Did you catch all that?

“They have a moral issue, an emotional issue. They have an accountability issue maybe… People don’t want Christianity to be true. Why? Because they don’t want there to be God, they want to be God. They want to go their own way. They don’t want to have a moral authority above them. In fact most people are not on a truth quest they are on a happiness quest, whatever is going to make them happy they are going to believe.”

Its a wonder I haven’t left my wife and son to go marauding and pillaging, and
I have to ask myself, is this what my mother really thinks about me? And even if I did leave Christianity so I could go live an immoral life and not be accountable to God why on earth would I become a capital A Atheist as opposed to a little A atheist? Why would I proudly embrace the label of one of the most disliked groups in the country? For that matter why would I even leave the comfort and privilege of the Christian community? Look at how the evangelical community has rallied around Donald Trump, I assert there is zero reason to leave the Christian community in order to live an immoral life accountable to no one. My act might not fool “God” of course, but certainly would fool Christians. For seven years I lived as a non-practicing Christian, a little A atheist for all intents and purposes, and so long as I occasionally professed a belief in God no one questioned my morality, then one day I embrace the atheist label and somehow with absolutely no change in lifestyle suddenly my mother believes I am an hedonist. And I have to ask, what part of alienating  my family does she think is fun for me? It makes no sense to become a capital A Atheist for moral or accountability reasons as Frank Turek describes them, I can do that just as easily while still being plugged into the Christian community without the added stress of being an Atheist. No there must be something more, like the complete and utter lack of evidence for the two most foundational events of Christianity, the Exodus and the Resurrection, for starters.
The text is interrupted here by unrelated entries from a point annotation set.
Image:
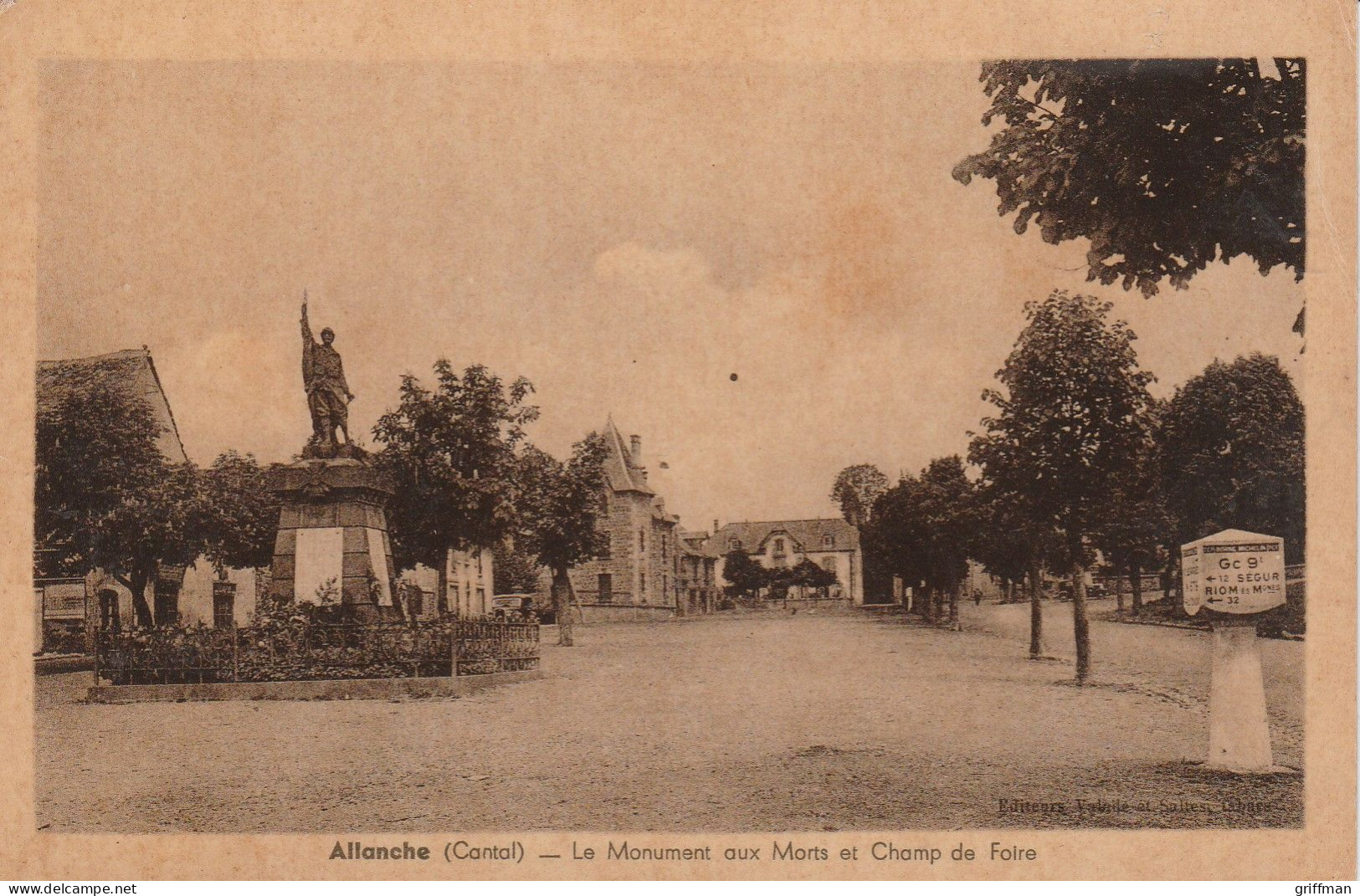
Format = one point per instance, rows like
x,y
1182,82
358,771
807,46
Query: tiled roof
x,y
700,544
130,369
807,535
624,475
But I must confess I am guilty of Frank Turek’s accusations. I don’t want Christianity to be true, also if Christianity were true I wouldn’t become a Christian but not because of moral or accountability issues as Turek spouts off. No if Christianity were true that would mean God actually did kill the slaves of the people he was mad at for owning slaves. It would mean God actually did save the life of a man who offered to let a depraved mob rape his two virgin daughters (probably around 13-years-old) but murdered his wife for looking over her shoulder at the wrong time. It would mean there is a God who exists that thinks picking up sticks on the wrong day is a worse offense than beating someone with a rod. A God who cares more about the appropriate way to boil a baby goat (not in its mother’s milk) than he cares about slavery, polygamy, and rape (often all at the same time). Exactly which part of that does Turek think should be appealing to me?

I wouldn’t become a Christian because why would I join an organization that has zero respect for other faiths and cultures, that oppresses women, and discriminates against the LGBT community for the privilege of worshiping a deity who did all of the above? I wouldn’t become a Christian because being commanded to say “I love you” to someone pointing the gun of hellfire at your head means nothing at all and I won’t degrade myself by saying it. I wouldn’t become a Christian because my principles would never allow me to praise someone who made that the choice in the first place.

On second though I did leave Christianity for moral reasons.